Schon seit einiger Zeit loderte in mir die Idee die kalifornische Küste mit dem Drahtesel zu erkunden. Mein Vater ist ein begeisterter Radler, schon solange ich denken kann, und in meiner Kindheit habe ich seine Leidenschaft dazu manchmal sogar als ein bisschen verrückt empfunden. Doch als er in den letzten Jahren auch für das Bikepacking brannte, kam mir eine Idee.

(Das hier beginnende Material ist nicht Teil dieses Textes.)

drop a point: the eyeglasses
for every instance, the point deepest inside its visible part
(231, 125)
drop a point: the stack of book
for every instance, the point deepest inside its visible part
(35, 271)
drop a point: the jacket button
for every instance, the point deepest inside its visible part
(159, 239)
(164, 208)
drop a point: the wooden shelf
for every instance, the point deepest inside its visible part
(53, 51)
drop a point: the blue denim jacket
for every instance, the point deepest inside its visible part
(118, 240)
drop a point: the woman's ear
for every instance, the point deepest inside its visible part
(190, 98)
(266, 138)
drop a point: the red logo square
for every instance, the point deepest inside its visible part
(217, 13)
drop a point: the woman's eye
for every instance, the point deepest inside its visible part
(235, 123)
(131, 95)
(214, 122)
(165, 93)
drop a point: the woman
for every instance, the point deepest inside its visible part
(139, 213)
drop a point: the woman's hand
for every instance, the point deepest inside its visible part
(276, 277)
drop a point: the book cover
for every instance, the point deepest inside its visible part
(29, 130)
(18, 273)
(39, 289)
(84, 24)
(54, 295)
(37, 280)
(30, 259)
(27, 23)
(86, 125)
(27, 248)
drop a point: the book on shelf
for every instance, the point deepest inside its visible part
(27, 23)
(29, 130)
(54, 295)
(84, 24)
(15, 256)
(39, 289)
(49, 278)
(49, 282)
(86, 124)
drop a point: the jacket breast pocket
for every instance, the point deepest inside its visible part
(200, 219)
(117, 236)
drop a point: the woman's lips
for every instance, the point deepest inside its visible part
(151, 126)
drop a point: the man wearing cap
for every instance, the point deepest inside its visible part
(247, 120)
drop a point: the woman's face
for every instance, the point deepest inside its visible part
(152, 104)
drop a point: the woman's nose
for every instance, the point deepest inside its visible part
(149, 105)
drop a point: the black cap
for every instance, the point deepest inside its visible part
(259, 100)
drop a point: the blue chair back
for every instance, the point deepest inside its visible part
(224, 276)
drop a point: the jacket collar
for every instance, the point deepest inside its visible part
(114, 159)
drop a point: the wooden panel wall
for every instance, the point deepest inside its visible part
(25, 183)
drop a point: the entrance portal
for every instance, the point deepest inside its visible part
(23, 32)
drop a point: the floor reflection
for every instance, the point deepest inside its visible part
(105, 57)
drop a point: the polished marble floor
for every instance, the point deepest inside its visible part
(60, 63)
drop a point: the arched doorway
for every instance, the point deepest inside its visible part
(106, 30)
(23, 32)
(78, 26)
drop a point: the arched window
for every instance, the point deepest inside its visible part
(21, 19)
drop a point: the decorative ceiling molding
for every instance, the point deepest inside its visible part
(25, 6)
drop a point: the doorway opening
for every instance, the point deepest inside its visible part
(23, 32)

 Wie viele von euch, so habe auch ich die meiste Zeit meines Lebens damit verbracht, Wellen zu suchen. Und ich muss sagen, ich hatte eine verdammt gute Zeit dabei. In den ersten Jahren war ich vor allem in meiner Heimat Kalifornien unterwegs, aber dann, seit letzter Zeit immer häufiger im Ausland. Ich war süchtig nach Reisen. Das Gefühl, das man hat, wenn man in ein neues Land kommt, in dem alles aufregend und unbeschwert ist; das Gefühl, das man hat, wenn man in ein Flugzeug steigt und seine Sorgen hinter sich lässt. Doch irgendwann merkte ich, dass mir dabei etwas fehlte. In zwei Wochen kann man nicht viel über einen Ort lernen, vor allem wenn man nur surfen will. Mir war diese Reiserei zu schnelllebig. Und das wollte ich ändern. Also konzentrierte ich mich wieder auf meine Heimat. Und daher kam mir die Idee zu dieser Reise. Ich wollte wieder einmal das Gefühl haben, unterwegs zu sein, aber nicht den ganzen Tag im Flugzeug oder Auto sitzen zu müssen. Ich wollte meine eigene Heimat mit allem, was sie zu bieten hat, erleben. Es auf eine Art und Weise zu genießen, wie nie zuvor, nachdem ich es jahrelang an mir vorbeifliegen und als selbstverständlich ansah.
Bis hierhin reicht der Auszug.